La Commission a dû baisser l’enveloppe budgétaire du PEAD, bien que le commissaire à l’agriculture Dacian Ciolos soit un ardent défenseur de cette aide. Bruxelles avait essayé de proposer, en juin dernier, un régime transitoire qui aurait permis, en contournant l’arrêt du Tribunal, de ne pas couper les vivres aux associations qui justement en distribuent aux plus démunis dans l’UE, autrement dit de maintenir le PEAD à son niveau actuel pour 2012 et 2013. Le commissaire avait alors rappelé que cette assistance représente de 50 à 80 pour cent des moyens des banques alimentaires nationales, et « dire qu’elles pourraient s’en passer ne serait ni audible, ni acceptable ». Il a déploré encore récemment que les opposants « se cachent derrière toutes sortes d’arguments juridiques qui n’ont pas lieu d’être ».
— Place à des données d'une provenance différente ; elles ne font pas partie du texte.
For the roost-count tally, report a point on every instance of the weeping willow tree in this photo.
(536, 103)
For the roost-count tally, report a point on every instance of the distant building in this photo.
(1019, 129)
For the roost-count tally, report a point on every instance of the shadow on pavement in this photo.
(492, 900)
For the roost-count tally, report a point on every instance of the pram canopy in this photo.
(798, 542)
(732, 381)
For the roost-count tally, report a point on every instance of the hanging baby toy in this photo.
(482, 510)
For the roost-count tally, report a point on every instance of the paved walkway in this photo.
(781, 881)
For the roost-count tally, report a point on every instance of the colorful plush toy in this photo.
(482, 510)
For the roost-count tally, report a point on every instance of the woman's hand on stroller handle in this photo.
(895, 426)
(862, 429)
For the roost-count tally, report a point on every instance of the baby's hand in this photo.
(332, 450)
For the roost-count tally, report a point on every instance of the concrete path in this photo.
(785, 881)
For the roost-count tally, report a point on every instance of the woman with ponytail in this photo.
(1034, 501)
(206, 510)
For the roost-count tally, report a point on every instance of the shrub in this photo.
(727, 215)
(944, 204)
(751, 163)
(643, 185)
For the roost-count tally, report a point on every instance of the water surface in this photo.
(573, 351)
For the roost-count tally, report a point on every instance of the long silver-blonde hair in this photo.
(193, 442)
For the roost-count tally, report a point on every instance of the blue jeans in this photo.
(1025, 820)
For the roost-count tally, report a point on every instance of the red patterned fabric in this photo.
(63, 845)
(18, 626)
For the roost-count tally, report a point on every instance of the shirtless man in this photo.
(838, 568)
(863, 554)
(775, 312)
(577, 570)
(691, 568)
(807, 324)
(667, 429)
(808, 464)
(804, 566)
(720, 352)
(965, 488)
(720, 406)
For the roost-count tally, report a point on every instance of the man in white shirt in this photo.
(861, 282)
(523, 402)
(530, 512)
Rien n’y a fait, les six pays constituent au sein du Conseil une minorité de blocage qui empêchent toute avancée du dossier. Ils ont été le 20 septembre sourds aux propositions de représentants d’autres États membres qui suggéraient d’envisager d’autres sources de financement. Le ministre de l’Agriculture français Bruno Le Maire a ainsi proposé de créer un fonds spécial alimenté par d’autres moyens. « L’aide doit rester européenne. L’idée qu’on renationalise cette aide (...), je trouve ça [-]scandaleux au regard de ce qu’est [-]l’Europe ! », tempête-t-il

Piteusement, le ministre polonais de l’Agriculture Marek Sawicki, dont le pays préside l’UE, indiquait mardi à l’issue du Conseil : « Nous n’avons pas encore enregistré de compromis ». Il a regretté le « manque de volonté politique des six États membres qui s’opposent à la poursuite en l’état du PEAD en 2012 et 2013 ». Et de marquer sa volonté de « proposer rapidement » un compromis en vue d’une décision ultérieure en octobre lors du prochain Conseil agriculture.

Les organisations caritatives parmi lesquelles la Fédération européenne des banques alimentaires, la Croix rouge ou les Restos du cœur, surtout actifs en France, ont annoncé une véritable « catastrophe humanitaire », « un Tsunami alimentaire ». « Avec une aide réduite au cinquième de ce qu’elle était, les associations ne seront pas capables de distribuer autant de repas qu’avant, alors qu’il y a de plus en plus de pauvres », a averti le président des Restos du cœur, Olivier Berthe, à quelques semaines du lancement des campagnes d’hiver de distribution en France d’aliments aux plus démunis.

Derrière ce conflit politique dommageable, il y a une opposition de modèles de redistribution : d’un coté celui qui se fonde sur les surplus de l’industrie alimentaire via des accords avec les grandes surfaces nationales (en Allemagne par exemple) et celui de la majorité des autres États qui s’appuie sur le PEAD. Une autre illustration de la prédominance dans certains pays anglo-saxon du rigorisme budgétaire sur la conscience politique solidaire.